At 93, this South Jersey resident is still adding to her legacy of advocacy and sowing love
Monique Begg's organization has raised about $400,000 over the last 30 years, mostly in small donations, to help children go to summer camp.

The Friends Enrichment Program began in the late 1990s with an in-line skating class for kids in a Moorestown parking lot.
But the program’s roots were grown in 1940s Montreal, where a wealthy French Canadian girl and some of her Catholic school classmates collected donations from tavern patrons to buy winter coal for needy families.
“Sow love, reap love” is FEP’s slogan.
“After the war I saw legless [veterans] sitting on mats on the ground in downtown Montreal,” said Monique Begg, 93. “I awoke to some of the things you don’t see in the suburbs.“
A member of the Moorestown Friends Meeting, Begg and her nonprofit have raised about $400,000 over the last 30 years, mostly in small donations — although a $2,000 grant from St. Matthew Lutheran Church helped start the program.
FEP has provided 1,100 summer camp and art education scholarships to more than 500 children in the township and surrounding communities.
“A person can be a talker or a doer, and I am someone who really likes to talk,” Begg said. “But that’s not enough.”
A longtime freelance journalist, environmental activist, and social justice advocate, Begg moved with her husband, Edwin, from upstate New York to South Jersey in 1969.
After nine years in Medford, where they led grassroots efforts to clean up Birchwood Lake, the Beggs moved to Moorestown with their son, Daniel, in the late ’70s.
As they had done in Medford, Begg said, she and her husband became regular attendees at local government meetings.
By the mid-1990s, they were hearing some of their fellow residents complain to elected officials that young people who lived in Moorestown affordable housing developments “were guilty of crimes” by walking on private property.
“They were doing nuisance things,” Begg said. “They weren’t juvenile delinquents.”
Working informally with a Moorestown police detective, Begg reached out to the families and established the in-line skating lessons.
The Friends meeting “let us use the parking lot, and we were covered by their insurance,” she said.
Meanwhile, Begg listened closely as kids in the program told her about economic and other challenges at home and bullying of students of color in school.
It reminded her of her own childhood.
“When I was growing up, some of the [English-speaking] people, not all of them, but some of them, didn’t like us because we were French,” she said.
Recipes for success
To raise money for FEP, a committee was established in early 1997 to gather family recipes into what became known as the Moorestown Friends Heritage Cookbook.
“We sold out all 1,000 copies for $15 each,” Begg said. “By the spring, we had enough money to send 10 kids to summer camps” or other programs at the Perkins Center for the Arts and the Moorestown Community House.

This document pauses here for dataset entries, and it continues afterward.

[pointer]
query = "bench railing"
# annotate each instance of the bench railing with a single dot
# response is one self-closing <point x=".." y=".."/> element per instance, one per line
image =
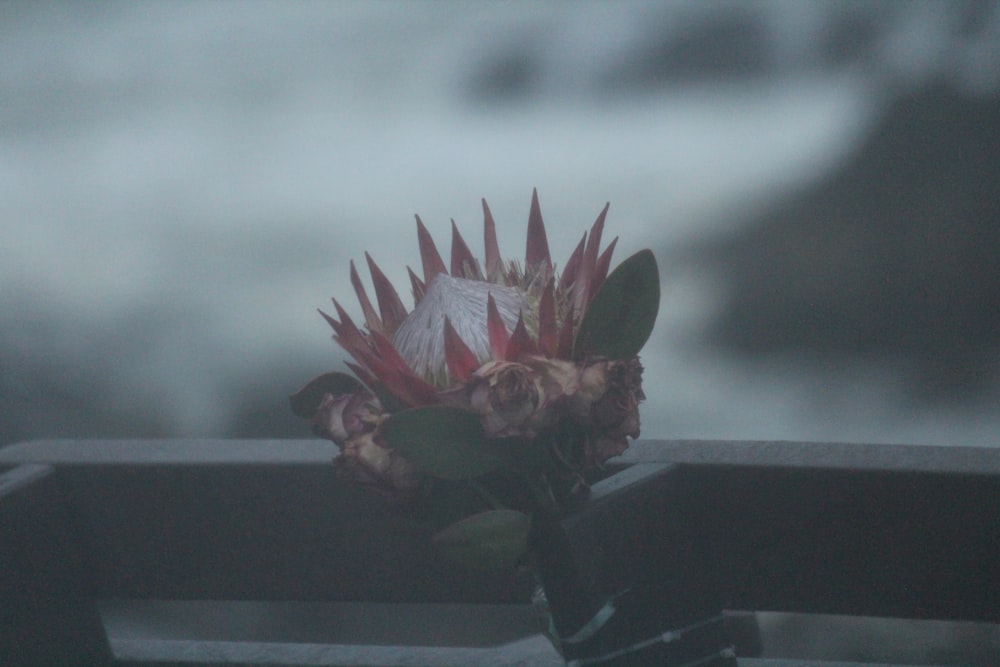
<point x="105" y="543"/>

The collaboration with the Perkins Summer Camp has become a major FEP focus.
“During the summer, my kids have had a chance to attend Perkins programs we would not be able to afford,” said Ruth Maina, 40, a Moorestown mother of five.
Begg, she said, “really cares about people in general. But her heart is for the children.”
Kahra Buss, executive director at Perkins, said FEP generally will split the $1,000 cost for a two-week camping session.
The Beggs also contribute to the “monarch cultivation project,” which helps children learn about the butterflies through observation and instruction from Begg.
That sort of hands-on involvement suits Begg just fine.
“My mission in life wasn’t to run a program,” she said. “I always wanted to go back to writing, but I love working with the kids.”
Daniel Begg, a photographer, said his mother knew what she wanted FEP to do from the very beginning: “reach out to financially disadvantaged children in Moorestown — children who were being left behind because of race and economics.”
Last year, the Moorestown Service Club Council honored Monique Begg as its Citizen of the Year.
The honoree continues to be active in the organization.
“I’ve been told that I’m borderline legally blind,“ Monique Begg said. ”But I don’t let that stop me."